In the past, investments have been hampered by an aging population, an underdeveloped start-up company ecosystem and a general decline in Japan’s digital competitiveness. Between 1994 and 2018, digital investment in Japan stood at just 1.1 times national GDP, according to government figures, versus 2.8 times in the US. According to the 2022 World Digital Competitiveness Rankings, Japan ranks below Singapore, China and South Korea.

There are obstacles to improving this position. “Entering the sector is difficult,” says Fred Fitzalan Howard, associate director and data center lead for Asia-Pacific at consultancy Knight Frank. “Land and power availability in attractive data center locations, such as Tokyo and Osaka, is minimal and costs to secure these land plots have risen aggressively.”

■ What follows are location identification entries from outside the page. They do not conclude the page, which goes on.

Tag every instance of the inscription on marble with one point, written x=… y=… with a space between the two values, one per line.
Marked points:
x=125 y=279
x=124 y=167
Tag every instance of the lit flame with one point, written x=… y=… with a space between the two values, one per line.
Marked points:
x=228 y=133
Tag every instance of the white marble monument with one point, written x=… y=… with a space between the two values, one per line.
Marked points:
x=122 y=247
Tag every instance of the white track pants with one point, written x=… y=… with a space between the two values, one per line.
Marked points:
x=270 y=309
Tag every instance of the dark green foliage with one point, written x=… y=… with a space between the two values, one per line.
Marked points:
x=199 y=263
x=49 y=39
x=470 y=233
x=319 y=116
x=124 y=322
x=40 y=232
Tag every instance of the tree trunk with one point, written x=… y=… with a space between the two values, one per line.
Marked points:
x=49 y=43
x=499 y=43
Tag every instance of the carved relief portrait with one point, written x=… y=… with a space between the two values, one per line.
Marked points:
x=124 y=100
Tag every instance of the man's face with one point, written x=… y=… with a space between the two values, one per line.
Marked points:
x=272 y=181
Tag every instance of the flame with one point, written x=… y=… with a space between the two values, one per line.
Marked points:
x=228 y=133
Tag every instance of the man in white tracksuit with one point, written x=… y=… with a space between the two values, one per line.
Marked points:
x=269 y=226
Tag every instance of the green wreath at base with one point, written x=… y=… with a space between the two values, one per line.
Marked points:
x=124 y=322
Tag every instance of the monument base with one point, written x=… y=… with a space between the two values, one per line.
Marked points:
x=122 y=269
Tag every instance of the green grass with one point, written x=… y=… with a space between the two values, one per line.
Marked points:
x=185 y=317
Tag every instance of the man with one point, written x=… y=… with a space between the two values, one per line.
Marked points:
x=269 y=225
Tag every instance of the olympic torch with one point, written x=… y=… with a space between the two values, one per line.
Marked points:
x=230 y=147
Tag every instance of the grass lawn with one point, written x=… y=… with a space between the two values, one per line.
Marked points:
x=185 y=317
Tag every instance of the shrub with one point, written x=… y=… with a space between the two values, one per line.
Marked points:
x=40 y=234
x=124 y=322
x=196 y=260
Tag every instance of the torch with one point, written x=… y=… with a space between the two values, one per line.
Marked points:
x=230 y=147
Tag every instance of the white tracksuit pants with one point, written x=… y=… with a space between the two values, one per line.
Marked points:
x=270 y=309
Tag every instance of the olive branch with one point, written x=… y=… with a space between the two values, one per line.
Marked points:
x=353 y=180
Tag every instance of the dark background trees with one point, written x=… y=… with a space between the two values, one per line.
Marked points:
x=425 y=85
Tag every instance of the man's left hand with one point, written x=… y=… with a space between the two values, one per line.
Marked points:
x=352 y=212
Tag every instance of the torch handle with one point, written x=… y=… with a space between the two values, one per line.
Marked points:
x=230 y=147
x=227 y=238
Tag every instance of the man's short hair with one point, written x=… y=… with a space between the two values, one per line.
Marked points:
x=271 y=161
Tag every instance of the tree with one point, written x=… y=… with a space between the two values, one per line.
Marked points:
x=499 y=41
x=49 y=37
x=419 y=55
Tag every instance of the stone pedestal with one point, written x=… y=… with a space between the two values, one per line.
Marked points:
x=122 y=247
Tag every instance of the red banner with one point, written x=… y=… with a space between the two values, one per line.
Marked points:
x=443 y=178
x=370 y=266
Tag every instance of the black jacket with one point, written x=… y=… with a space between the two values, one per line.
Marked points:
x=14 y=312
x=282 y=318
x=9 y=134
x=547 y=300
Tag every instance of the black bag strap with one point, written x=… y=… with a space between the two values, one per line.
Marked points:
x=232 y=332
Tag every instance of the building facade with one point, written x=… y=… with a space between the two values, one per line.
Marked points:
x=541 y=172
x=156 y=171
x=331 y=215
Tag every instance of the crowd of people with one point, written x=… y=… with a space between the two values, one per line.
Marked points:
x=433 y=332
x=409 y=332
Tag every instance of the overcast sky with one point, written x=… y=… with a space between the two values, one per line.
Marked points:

But there are also favorable factors. US trade disagreements largely center on China, and it now looks set to partner with Japan’s semiconductor industry to head off the threat of a chip shortage. Japan also has laws that support and facilitate the digital economy, Joelin Ma, director for real estate, Asia-Pacific at APG Asset Management, tells PERE.

“Land and power availability in attractive data center locations, such as Tokyo and Osaka, is minimal and costs to secure these land plots have risen aggressively”

Fred Fitzalan Howard, Knight Frank

The Japan data center market alone is estimated to grow at a compound annual growth rate of over 7 percent, and reach a value of more than $13 billion by 2027 according to research firm Arizton. There are certainly investments in the pipeline, including Gaw Capital acquiring Fuchu Building in Fuchu Intelligent Park and Hulic developing the Kobunacho Kinen-Kaikan Building, both in or near Japan’s capital.

4Disguised opportunities

After a post-pandemic recovery, the $120 billion market J-REIT market has fallen 13 percent in expectation of rising interest rates and a rise in property cap rates. On average, J-REITs are now trading at a slight discount to net asset value, making them vulnerable to takeover bids.

However, M&A is rarely straightforward in Japan. As of March 2023, the market has recorded just one privatization, and one successful hostile takeover. The conservatism of the nation’s investors, and the often-sizable stakes held by J-REIT external managers, act as barriers to M&A, as do cross-shareholdings by major domestic corporations in the wider market. Corporate governance reforms have led to more transparency and activism, but nothing like that seen in other regions.

“Privatizations are complex transactions,” Calvin Chou, head of Asia-Pacific at asset manager Invesco Real Estate, tells PERE, “and the discounts to NAV in the J-REIT sector are not wide enough to encourage investors to make the effort required.” The hiatus will influence the wider Japanese real estate market, as J-REITs have been one of the largest sources of core capital.

But should the J-REIT index fall further than expected, opportunities could arise. The few transactions that have occurred set a precedent for managers with the capital and an understanding of Japan’s business culture. Certainly, smaller players might find privatization preferable to slow decline. David Cheong, a managing director in manager KKR’s real estate team, says the “smaller REITs don’t get the economies of scale which larger managers have” and these select REITS have “faced more challenges to achieve growth.”

What is more, transactions in the J-REIT space need not necessarily be sparked by discounts or distress.